LESSONS IN FORGIVENESS FROM SIERRA LEONE / by chad walker

When my phone lit up with a text message from my wife telling me that Charles Taylor was convicted of war crimes, my reaction was swift.  I responded, somewhat childishly, by calling him names I’d rather not repeat here and ended the text with, “He deserves whatever he gets.”  It wasn’t a particularly strong comment, but the more I thought about my gut reaction, the more I realized how vengeful it sounded.

I can”t pretend to speak for the people that lived through Taylor’s reign of terror, but I do know, from our limited experience working with the kids in Freetown, that I should be ashamed of my desire for vengeance–that’s not what they taught us.

If anyone had a right to seek revenge, it was the kids we met in Sierra Leone, the ones who really were affected by Taylor’s campaign of violence.

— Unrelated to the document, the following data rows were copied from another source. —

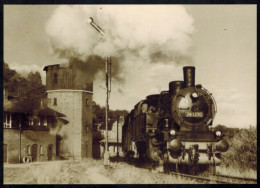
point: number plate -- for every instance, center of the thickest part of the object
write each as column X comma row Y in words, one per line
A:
column 194, row 114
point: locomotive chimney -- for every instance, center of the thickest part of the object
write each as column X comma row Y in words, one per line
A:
column 175, row 87
column 189, row 76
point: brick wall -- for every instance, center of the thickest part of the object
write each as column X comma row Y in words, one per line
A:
column 28, row 137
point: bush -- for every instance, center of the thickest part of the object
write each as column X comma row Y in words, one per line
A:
column 242, row 153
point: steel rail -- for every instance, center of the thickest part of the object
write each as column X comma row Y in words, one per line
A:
column 236, row 178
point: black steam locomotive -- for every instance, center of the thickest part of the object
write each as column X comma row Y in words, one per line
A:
column 172, row 128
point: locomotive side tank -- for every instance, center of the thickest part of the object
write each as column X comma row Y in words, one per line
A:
column 173, row 127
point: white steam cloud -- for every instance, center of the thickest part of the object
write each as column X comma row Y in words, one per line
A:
column 149, row 41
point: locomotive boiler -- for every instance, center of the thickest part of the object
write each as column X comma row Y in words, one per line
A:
column 173, row 128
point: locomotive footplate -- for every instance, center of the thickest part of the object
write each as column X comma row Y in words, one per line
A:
column 195, row 154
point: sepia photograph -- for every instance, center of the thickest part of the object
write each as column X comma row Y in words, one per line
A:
column 129, row 94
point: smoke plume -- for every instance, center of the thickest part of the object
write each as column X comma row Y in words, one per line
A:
column 147, row 44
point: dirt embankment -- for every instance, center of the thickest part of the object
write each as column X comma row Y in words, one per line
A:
column 84, row 172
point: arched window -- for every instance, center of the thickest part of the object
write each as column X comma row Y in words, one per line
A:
column 29, row 151
column 41, row 150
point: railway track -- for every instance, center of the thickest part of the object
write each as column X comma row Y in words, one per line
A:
column 235, row 179
column 218, row 178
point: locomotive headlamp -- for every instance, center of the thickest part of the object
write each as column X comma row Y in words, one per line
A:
column 90, row 20
column 194, row 95
column 172, row 132
column 218, row 133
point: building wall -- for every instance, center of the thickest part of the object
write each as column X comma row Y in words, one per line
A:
column 67, row 77
column 28, row 137
column 77, row 134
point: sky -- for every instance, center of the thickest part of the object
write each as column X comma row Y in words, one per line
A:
column 149, row 46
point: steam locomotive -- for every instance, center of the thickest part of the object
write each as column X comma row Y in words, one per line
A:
column 173, row 128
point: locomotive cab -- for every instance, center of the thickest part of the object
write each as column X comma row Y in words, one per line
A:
column 173, row 127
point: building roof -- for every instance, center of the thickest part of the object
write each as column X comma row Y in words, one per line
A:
column 46, row 67
column 110, row 125
column 111, row 140
column 23, row 106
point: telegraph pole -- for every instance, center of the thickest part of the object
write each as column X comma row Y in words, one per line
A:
column 106, row 154
column 118, row 117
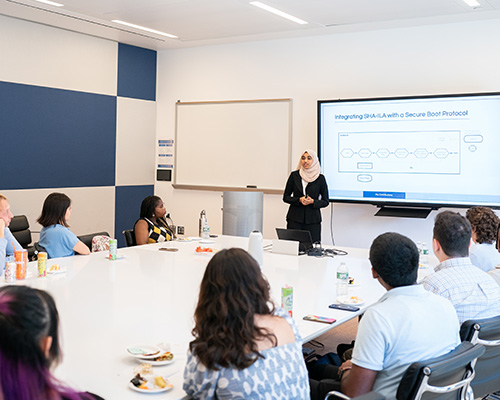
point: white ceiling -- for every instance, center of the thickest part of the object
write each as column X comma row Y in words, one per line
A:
column 204, row 22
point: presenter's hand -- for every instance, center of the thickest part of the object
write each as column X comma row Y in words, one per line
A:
column 306, row 200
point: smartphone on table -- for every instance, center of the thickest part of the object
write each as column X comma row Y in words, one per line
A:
column 344, row 307
column 317, row 318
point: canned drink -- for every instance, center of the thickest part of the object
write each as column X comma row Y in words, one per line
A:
column 287, row 299
column 113, row 244
column 42, row 264
column 21, row 257
column 10, row 271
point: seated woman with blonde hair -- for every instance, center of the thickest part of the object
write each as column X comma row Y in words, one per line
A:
column 55, row 235
column 244, row 348
column 485, row 228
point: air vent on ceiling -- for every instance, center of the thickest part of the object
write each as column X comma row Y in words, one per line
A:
column 82, row 18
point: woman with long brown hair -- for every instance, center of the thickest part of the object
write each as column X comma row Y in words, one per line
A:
column 244, row 348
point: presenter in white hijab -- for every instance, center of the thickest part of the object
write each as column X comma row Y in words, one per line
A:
column 307, row 192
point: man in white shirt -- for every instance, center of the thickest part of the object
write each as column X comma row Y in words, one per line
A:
column 473, row 292
column 406, row 325
column 7, row 240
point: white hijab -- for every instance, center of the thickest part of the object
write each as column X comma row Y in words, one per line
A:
column 312, row 173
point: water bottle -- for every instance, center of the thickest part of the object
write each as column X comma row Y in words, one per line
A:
column 425, row 256
column 342, row 280
column 205, row 234
column 255, row 247
column 201, row 222
column 419, row 248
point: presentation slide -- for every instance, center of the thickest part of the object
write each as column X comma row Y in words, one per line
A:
column 435, row 150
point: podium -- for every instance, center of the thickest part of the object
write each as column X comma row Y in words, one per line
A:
column 242, row 213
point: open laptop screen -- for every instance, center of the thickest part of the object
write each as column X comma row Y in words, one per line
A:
column 303, row 237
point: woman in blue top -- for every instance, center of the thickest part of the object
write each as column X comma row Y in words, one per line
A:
column 55, row 235
column 244, row 348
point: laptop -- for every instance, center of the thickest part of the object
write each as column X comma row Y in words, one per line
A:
column 303, row 237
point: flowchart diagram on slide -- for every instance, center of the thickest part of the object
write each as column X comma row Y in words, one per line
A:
column 422, row 152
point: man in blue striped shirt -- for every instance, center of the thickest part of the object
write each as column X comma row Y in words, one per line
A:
column 473, row 293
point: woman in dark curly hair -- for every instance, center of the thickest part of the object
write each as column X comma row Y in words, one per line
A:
column 244, row 348
column 485, row 225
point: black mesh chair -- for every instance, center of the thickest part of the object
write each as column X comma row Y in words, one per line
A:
column 20, row 228
column 87, row 239
column 487, row 333
column 129, row 235
column 445, row 378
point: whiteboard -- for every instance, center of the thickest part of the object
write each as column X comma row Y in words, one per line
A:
column 233, row 144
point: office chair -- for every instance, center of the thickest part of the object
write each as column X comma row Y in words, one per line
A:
column 485, row 332
column 20, row 228
column 445, row 377
column 129, row 235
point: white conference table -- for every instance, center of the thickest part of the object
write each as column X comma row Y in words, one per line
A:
column 149, row 297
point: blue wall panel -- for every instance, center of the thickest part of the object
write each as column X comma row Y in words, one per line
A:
column 136, row 72
column 53, row 138
column 128, row 201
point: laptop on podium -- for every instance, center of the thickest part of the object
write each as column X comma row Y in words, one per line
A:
column 303, row 237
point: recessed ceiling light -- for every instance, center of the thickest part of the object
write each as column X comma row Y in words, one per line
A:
column 278, row 12
column 145, row 29
column 472, row 3
column 51, row 3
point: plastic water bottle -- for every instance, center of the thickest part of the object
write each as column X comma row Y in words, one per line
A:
column 342, row 280
column 255, row 247
column 206, row 229
column 201, row 222
column 425, row 256
column 419, row 248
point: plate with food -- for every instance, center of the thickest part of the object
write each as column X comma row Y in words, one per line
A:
column 353, row 282
column 204, row 250
column 351, row 300
column 153, row 384
column 164, row 359
column 144, row 351
column 56, row 269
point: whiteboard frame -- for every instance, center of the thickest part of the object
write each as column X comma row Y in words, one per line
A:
column 232, row 188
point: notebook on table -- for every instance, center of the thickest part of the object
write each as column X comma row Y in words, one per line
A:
column 303, row 237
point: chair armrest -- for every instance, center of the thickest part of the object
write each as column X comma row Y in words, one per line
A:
column 368, row 396
column 336, row 395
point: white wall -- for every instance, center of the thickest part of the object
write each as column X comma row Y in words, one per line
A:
column 449, row 58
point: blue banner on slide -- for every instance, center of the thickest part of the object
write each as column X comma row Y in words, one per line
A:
column 385, row 195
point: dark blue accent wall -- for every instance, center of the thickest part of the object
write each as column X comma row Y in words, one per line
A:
column 54, row 138
column 136, row 72
column 128, row 201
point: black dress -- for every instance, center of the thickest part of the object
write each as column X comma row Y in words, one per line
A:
column 305, row 217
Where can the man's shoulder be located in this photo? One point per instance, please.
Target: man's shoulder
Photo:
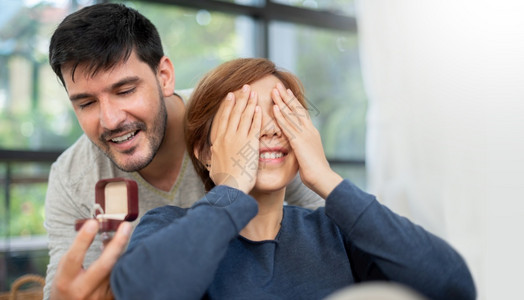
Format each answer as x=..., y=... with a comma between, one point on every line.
x=184, y=94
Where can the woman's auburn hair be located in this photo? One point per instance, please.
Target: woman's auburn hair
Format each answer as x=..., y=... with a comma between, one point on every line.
x=212, y=90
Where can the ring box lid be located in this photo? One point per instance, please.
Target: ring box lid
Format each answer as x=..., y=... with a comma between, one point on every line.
x=117, y=200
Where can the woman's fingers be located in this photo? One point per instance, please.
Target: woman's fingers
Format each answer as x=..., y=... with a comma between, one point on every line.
x=223, y=114
x=246, y=119
x=291, y=108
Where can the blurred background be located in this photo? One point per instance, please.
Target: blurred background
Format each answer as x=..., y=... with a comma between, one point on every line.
x=419, y=102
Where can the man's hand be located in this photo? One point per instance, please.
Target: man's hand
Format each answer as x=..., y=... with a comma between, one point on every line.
x=72, y=281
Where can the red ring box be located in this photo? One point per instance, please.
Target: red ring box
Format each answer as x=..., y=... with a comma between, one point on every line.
x=118, y=198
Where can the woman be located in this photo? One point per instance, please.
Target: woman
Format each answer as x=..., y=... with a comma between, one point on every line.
x=240, y=241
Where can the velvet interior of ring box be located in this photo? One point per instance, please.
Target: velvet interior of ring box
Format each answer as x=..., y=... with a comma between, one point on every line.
x=116, y=200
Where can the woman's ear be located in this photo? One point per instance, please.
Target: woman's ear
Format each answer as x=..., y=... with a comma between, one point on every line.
x=166, y=76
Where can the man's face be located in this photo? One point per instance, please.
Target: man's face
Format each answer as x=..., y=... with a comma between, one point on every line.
x=121, y=110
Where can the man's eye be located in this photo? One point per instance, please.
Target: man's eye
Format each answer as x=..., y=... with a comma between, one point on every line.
x=85, y=104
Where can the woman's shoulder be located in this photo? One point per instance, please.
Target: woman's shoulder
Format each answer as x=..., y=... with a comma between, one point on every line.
x=167, y=212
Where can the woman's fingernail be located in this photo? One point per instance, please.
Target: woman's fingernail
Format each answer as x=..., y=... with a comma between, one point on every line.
x=91, y=226
x=126, y=228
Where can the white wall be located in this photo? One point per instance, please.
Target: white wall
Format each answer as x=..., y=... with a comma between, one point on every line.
x=445, y=145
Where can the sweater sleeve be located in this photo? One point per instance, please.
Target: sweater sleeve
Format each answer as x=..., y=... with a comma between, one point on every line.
x=402, y=251
x=173, y=255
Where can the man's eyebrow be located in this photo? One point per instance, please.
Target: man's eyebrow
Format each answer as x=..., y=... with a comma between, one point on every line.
x=123, y=81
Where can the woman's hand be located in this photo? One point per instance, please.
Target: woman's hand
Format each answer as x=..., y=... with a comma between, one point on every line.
x=304, y=138
x=235, y=144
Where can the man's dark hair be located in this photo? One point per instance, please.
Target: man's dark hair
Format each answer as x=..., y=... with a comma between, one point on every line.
x=102, y=35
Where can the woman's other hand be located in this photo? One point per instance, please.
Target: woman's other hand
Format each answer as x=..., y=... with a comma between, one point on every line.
x=234, y=140
x=304, y=138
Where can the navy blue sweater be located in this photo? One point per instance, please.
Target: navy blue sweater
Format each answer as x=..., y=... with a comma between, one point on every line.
x=178, y=253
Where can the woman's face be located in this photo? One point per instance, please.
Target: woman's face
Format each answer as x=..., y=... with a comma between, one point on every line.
x=277, y=164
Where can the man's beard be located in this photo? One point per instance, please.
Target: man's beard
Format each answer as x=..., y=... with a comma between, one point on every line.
x=155, y=137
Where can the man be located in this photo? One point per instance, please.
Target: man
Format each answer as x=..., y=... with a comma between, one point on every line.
x=111, y=63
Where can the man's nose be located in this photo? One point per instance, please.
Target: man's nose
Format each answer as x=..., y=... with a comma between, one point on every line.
x=111, y=114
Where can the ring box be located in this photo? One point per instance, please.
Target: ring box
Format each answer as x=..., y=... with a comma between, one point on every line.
x=116, y=201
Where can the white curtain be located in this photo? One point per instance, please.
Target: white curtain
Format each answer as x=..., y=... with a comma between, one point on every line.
x=445, y=128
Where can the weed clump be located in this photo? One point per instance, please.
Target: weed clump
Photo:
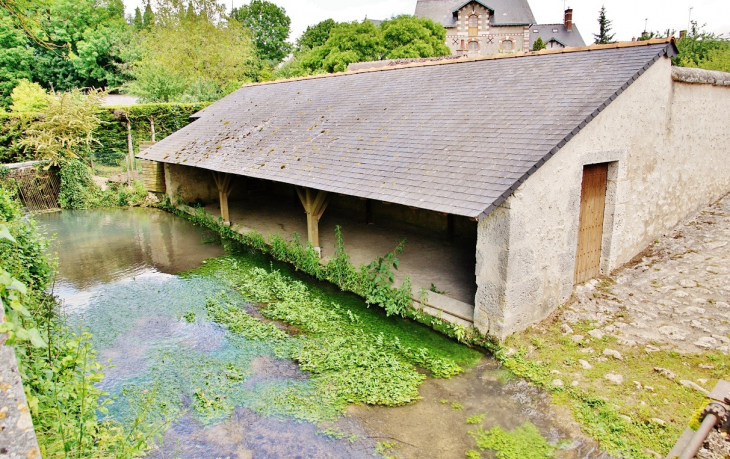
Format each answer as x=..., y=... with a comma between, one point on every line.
x=525, y=442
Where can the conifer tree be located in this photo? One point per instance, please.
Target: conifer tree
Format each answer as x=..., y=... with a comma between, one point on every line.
x=148, y=18
x=190, y=14
x=604, y=36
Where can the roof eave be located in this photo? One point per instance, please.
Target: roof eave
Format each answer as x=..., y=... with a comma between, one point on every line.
x=669, y=51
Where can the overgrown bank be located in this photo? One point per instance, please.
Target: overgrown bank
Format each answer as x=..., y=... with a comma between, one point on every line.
x=640, y=418
x=143, y=122
x=58, y=366
x=373, y=282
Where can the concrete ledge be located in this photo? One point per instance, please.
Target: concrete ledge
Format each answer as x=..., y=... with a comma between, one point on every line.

Emmanuel, one of the students who we grew very close with, became an orphan at Taylor’s hands.  War came to Emmanuel as a toddler.  He remembers his mother and father, standing inside, talking like any other day.  When his mother went outside to cook, the rebel guns began to fire.  His mother ran inside and scooped up a crying, scared Emmanuel.  She fled, but the rebels caught her.  The rebel commander claimed Emmanuel”s home as his own, then, proclaimed that he was going to rape Emmanuel’s mother.  Emmanuel’s father protested, pleading with the commander to stop.  The commander instead ordered a rebel to kill Emmanuel’s father.  When Emmanuel’s mother saw her husband murdered, she became inconsolable.  The rebel commander stabbed and killed her while she held Emmanuel in her arms.  The rebels moved on, leaving the toddler lying on his mother’s body.  He stayed there for three days, until a kind-hearted woman who would come to be his adopted mother picked him up and carried him to safety.

The rebels were carrying out the orders of Taylor’s infamous “Operation No Living Thing”, a campaign of rape and murder meant to terrorize people into submission.  The bloodshed from that day still continues to affect generations of Sierra Leoneans like Emmanuel.

But Emmanuel, “E”, as we came to call him, had no hatred in his heart.  Instead, when we asked him how Sierra Leone could heal, he responded:

“You have to forgive and forget everything that has happened to us.  As for me, I have forgiven those who know that they are guilty (for the death) of my parents.”

Emmanuel was 14 when he told us that.  He”s now 18 and moving into adulthood.  Life hasn’t been easy for him, but he’s maintained his outlook.  He still believes that Sierra Leone cannot move forward if its people hold onto the wrongs of the past.  I don”t know whether or not his feelings are echoed throughout the country, but E’s lesson is one that continues to teach us to this day.